Lee said the current state of the US-China relations is an “unfortunate situation” where the countries have taken actions and counter-actions and the issues have “metastasised and spread into all fields of the relationship”.
“The way things have developed over the last several years, you have very many areas where there’s not only contradiction, but also deep distrust…it’s not just any bilateral relationship, it’s the most important bilateral relationship in the world – between a very powerful United States of America, and between a country with one-quarter of humanity. And I don’t think that is a collision which should be lightly ventured,” he said.
Replying to a query on if he expects US-China relations to improve after the November 3 presidential election in the United States, Lee said, “We hope so.”
Former vice president Joe Biden, who is set to be formally nominated by the Democratic Party in August, will challenge the incumbent President Donald Trump, a Republican, in the upcoming US elections.

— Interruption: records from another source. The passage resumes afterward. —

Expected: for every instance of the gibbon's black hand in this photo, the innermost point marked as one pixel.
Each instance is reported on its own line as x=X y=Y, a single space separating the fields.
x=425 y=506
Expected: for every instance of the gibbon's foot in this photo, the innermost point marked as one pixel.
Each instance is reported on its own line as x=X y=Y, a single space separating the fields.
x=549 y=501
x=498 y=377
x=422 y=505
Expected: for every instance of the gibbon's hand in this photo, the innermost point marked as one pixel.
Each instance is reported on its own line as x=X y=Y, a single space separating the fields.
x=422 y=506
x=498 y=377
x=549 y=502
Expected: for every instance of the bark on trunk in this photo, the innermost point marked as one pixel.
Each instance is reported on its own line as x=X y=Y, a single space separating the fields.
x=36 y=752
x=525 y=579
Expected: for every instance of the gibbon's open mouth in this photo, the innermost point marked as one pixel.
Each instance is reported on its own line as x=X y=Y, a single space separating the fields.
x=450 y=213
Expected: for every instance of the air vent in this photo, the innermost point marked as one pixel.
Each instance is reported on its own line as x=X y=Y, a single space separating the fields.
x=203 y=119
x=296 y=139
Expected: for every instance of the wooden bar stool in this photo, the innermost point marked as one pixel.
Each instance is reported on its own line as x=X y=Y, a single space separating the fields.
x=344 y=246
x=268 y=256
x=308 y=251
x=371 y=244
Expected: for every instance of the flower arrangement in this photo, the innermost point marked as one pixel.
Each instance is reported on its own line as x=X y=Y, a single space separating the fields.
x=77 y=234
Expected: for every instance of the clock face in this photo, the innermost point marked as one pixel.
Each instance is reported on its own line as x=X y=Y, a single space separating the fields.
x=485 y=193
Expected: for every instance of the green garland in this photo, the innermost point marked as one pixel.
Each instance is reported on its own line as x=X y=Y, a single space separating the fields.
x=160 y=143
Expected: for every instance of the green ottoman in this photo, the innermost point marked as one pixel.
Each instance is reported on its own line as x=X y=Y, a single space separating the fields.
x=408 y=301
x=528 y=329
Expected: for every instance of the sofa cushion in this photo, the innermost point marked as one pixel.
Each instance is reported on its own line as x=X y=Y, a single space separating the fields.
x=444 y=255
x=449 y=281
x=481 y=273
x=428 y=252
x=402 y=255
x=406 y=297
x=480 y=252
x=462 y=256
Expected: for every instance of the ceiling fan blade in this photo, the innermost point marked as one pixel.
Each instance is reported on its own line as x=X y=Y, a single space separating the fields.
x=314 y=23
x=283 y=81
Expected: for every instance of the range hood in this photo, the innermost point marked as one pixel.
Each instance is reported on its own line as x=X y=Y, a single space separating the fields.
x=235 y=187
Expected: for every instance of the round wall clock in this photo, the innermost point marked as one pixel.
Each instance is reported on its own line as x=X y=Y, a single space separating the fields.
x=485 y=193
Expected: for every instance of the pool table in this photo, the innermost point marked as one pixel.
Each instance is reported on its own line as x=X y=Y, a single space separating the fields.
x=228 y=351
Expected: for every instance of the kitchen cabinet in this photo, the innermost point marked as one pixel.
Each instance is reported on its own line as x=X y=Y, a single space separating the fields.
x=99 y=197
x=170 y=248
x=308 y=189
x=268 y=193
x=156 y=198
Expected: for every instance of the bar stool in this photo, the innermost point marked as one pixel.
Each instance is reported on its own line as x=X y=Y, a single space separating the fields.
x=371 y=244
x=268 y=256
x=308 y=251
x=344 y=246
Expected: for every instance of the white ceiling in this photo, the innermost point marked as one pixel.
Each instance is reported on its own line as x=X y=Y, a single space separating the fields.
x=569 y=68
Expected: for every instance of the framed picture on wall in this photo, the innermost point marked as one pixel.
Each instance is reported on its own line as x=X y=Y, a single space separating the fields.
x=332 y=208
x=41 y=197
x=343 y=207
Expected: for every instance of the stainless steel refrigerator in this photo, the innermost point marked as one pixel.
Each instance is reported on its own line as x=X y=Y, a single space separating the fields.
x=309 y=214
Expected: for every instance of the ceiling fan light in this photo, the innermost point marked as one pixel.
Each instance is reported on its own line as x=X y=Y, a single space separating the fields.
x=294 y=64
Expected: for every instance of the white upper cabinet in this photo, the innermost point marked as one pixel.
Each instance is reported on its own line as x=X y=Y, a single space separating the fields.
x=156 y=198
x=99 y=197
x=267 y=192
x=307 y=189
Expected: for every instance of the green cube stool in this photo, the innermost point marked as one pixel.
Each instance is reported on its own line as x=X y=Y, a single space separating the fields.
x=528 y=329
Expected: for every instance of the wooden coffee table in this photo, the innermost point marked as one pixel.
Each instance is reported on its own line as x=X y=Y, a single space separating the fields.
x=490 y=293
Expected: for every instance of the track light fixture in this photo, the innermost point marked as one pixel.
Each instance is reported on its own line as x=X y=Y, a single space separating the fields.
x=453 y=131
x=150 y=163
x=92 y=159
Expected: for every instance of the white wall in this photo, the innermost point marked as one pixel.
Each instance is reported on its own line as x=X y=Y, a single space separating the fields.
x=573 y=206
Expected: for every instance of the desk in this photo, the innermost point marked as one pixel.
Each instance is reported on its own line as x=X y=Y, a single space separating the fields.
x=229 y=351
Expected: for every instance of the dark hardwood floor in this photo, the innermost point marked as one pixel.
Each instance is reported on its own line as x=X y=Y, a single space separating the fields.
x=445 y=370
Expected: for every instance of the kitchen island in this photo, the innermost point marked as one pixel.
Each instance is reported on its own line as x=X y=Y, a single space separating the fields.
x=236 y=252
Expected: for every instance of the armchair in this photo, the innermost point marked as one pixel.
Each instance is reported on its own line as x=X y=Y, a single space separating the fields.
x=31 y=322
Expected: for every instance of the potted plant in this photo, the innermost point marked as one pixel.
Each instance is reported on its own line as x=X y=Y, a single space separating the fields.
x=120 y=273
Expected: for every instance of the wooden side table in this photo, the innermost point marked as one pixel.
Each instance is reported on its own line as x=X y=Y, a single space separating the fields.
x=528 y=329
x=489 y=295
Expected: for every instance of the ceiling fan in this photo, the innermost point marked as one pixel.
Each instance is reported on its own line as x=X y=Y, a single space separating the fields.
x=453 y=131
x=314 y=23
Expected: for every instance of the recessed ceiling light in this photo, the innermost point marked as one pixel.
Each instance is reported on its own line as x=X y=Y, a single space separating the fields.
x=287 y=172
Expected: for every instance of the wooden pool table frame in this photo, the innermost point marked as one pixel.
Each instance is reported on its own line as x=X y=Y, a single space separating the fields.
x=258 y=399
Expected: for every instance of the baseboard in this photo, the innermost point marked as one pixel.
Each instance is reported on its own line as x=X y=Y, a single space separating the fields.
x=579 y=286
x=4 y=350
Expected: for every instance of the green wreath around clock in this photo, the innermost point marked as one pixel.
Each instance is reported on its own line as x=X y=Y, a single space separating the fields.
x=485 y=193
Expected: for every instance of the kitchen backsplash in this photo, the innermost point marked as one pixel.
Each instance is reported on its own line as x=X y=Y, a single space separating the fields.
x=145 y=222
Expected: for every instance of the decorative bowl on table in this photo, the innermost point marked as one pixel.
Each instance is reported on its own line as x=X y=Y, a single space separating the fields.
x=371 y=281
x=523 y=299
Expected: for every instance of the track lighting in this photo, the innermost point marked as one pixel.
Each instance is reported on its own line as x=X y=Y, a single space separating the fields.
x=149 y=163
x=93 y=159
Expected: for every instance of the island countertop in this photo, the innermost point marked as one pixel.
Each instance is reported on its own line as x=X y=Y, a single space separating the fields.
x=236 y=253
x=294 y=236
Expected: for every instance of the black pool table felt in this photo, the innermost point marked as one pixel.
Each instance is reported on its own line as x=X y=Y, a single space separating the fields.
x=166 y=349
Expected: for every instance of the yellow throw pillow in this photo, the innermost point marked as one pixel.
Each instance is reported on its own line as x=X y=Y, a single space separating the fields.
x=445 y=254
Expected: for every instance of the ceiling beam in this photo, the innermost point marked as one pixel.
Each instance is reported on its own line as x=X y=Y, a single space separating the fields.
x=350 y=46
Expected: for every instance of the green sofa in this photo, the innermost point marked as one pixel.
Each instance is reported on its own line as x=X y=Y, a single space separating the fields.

Lee said he would encourage the next President, be it Trump or his rival Biden, to develop a bipartisan consensus on US-Asian relations so that American foreign policy would last beyond the current administration.
Lee said historically in presidential election years, the US-China relationship always gets entangled in the poll campaign and “after that, after some time…things settle down”.
However, this time, the prime minister said he is not sure if it would happen. “Because the field is quite different, and the degree of animus, and sad to say, bipartisan consensus on treating China as a threat is quite extraordinary. And I fear that it may carry on past the election and if it does, I think that bodes ill for the world,” he was quoted as saying by the Channel News Asia.